De este modo, la F1 ha buscado con esta siguiente era llamar la atención de grandes marcas en su camino hacia la sostenibilidad, de la mano de la mayor categoría del motorsport que también avanza por la senda de la sostenibilidad.
La parte negativa de la normativa de F1 de 2026 para Adrian Newey
En este sentido, y a pesar del entusiasmo con el que se celebra haber aumentado el número de motoristas que entrarán en juego desde esa temporada, hay otros tantos que mantienen una mirada más crítica y distante, sobre los posibles riesgos a los que la F1 podría enfrentarse con la llegada de este nuevo ciclo.

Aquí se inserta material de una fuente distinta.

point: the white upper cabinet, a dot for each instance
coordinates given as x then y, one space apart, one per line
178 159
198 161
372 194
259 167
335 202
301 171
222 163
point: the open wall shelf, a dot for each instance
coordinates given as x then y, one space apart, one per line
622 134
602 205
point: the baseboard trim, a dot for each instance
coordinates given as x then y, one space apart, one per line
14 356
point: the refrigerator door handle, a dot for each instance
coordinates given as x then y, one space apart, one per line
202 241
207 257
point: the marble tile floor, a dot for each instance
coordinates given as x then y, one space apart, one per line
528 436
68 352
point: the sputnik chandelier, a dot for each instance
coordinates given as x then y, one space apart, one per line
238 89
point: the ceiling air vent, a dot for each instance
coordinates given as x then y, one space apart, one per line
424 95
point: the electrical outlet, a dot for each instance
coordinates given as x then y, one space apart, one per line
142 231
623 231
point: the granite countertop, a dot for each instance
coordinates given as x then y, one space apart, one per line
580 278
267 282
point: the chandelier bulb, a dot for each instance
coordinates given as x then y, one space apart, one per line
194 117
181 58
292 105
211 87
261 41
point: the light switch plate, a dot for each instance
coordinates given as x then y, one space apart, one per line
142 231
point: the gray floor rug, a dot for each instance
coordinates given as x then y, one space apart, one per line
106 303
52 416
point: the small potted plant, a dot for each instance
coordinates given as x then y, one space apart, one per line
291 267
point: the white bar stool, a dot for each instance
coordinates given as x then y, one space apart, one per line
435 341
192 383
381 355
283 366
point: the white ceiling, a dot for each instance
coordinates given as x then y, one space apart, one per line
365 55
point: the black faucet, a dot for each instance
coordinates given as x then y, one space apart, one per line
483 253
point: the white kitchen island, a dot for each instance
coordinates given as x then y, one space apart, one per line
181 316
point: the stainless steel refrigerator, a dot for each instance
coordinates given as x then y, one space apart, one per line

Así pues, son varias las cuestiones que ponen en alerta al diseñador de Red Bull, la primera de ellas, del lado de la velocidad: “Es posible que esta generación actual de coches de F1 sea la más rápida durante algún tiempo, porque con las reglas de 2026, como se propone en este momento, los monoplazas serían mucho más lentos”, remarcó el ingeniero recientemente, a lo que ahora añade nuevos puntos desafiantes:
“Cuando las regulaciones híbridas de 2014 entraron por primera vez, hubo grandes diferencias. Mercedes hizo un trabajo fantástico con su unidad de potencia y otros estaban varios niveles por detrás”, recuerda Newey, sobre las llamativas diferencias entre monoplazas que sentó aquel reglamento, y que llevó bastantes años poder mitigar por parte de la competencia.
De esta manera, para Newey la situación actual sobre la igualdad entre motores es un escenario muy valioso y que ha costado mucho tiempo poder alcanzar: “Ahora está más cerrado todo, diría que tal vez haya un dos o tres por ciento en la diferencia de potencia, que es una diferencia de dos a tres décimas, lo que no está mal, pero no es como el segundo de diferencia que había cuando salieron”, sitúa el destacado ingeniero, quien en consecuencia, teme que una sacudida reglamentaria como la de 20226 pueda traer las mismas brutales diferencias, que hace unos años marcaron la F1 por largas temporadas:
“El gran riesgo ahora es otra reorganización de la unidad de potencia en 2026, podría haber una brecha por un tiempo. Si hay una gran brecha en las unidades de potencia, los fabricantes necesitan tiempo para comprenderla y cerrarla, mientras que la gente del chasis puede tener un tiempo de reacción más rápido”, remarca para terminar Adrian Newey, enfatizando lo complicado de recortar distancias en lo que a desarrollo de motor se refiere, un proceso mucho más arduo en comparación con los cambios reglamentarios que afectan más a la aerodinámica.